Transcribe Audio

Transcribe audio

Overview

This node transcribes audio data into text using pre-trained speech recognition models. It is designed to process audio provided as binary files and convert spoken words into written transcription. This functionality is useful in scenarios such as:

Converting recorded meetings, interviews, or podcasts into searchable text.
Automating subtitle generation for videos.
Extracting information from voice notes or customer support calls.

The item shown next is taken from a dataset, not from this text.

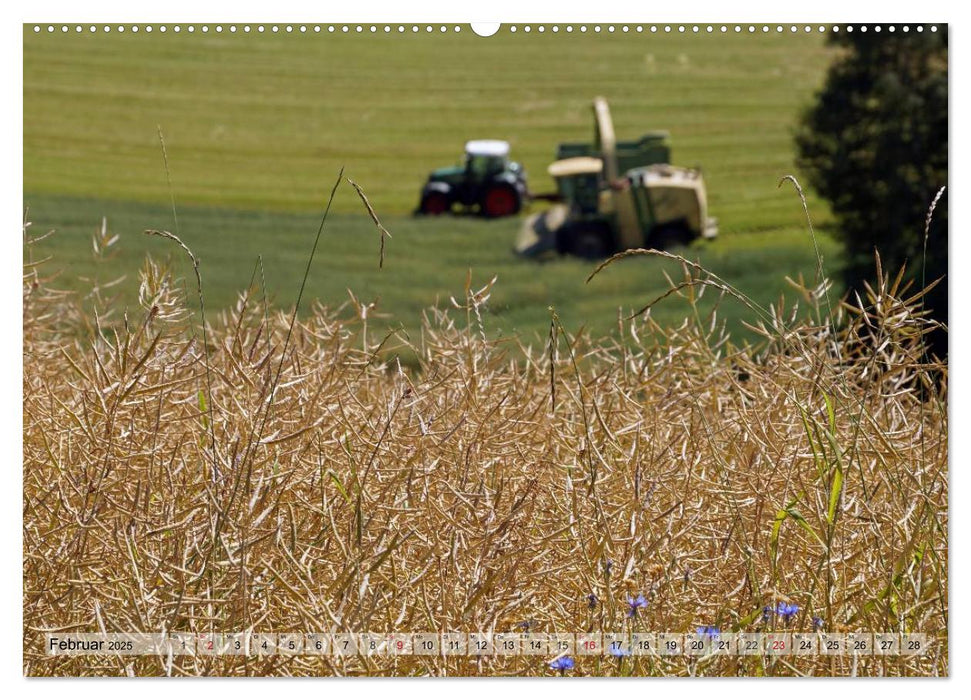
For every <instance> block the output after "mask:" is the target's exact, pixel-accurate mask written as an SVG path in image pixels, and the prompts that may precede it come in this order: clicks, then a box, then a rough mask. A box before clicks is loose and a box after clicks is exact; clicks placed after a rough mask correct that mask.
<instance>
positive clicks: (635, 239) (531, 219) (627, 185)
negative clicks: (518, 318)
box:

For example, a user can input an audio recording of a customer service call, select a suitable speech-to-text model, and receive the full transcript as output for further analysis or storage.

Properties

Name	Meaning
Audio Input Type	The type of audio input; currently supports "Binary File" which means audio is provided as binary data.
Binary Property Name	The name of the binary property on the input item that contains the audio file to be transcribed. Default is "data".
Model	The speech recognition model to use for transcription. Options include:
	- Xenova/whisper-tiny.en
	- Xenova/whisper-base.en
	- Xenova/whisper-small.en
	- Xenova/whisper-medium.en

Output

The node outputs items with a JSON field containing a transcription property. This property holds the transcribed text result of the audio input.

Example output JSON structure:

{
  "transcription": "Transcribed text from the audio input."
}

No binary output is produced by this node; it only returns textual transcription results.

Dependencies

Uses the @huggingface/transformers library to load and run speech recognition models.
Uses the wavefile package to parse and preprocess WAV audio files (converts bit depth and sample rate).
Requires audio input in a compatible WAV format accessible as binary data within the workflow.
The node internally uses ONNX Runtime Web backend configured to load WASM binaries from a specific directory.

No external API keys or credentials are required since the models run locally via ONNX runtime.

Troubleshooting

No binary data found on item!
This error occurs if the specified binary property does not exist or contains no data. Ensure the input item has the correct binary property name set and that it contains valid audio data.
Model loading issues
If the selected model fails to load, verify that the model name is correctly chosen from the available options and that the environment supports ONNX Runtime Web with WASM.
Audio format problems
The node expects WAV audio data. Other formats may cause errors or incorrect transcription. Convert audio to WAV before input if necessary.
Performance considerations
Transcription time depends on audio length and model size. Larger models provide better accuracy but require more processing time.

Links and References

Hugging Face Transformers – Documentation for the transformers library used for speech recognition models.
WaveFile npm package – Used for reading and manipulating WAV audio files.
ONNX Runtime Web – Runtime environment for running ONNX models in web environments.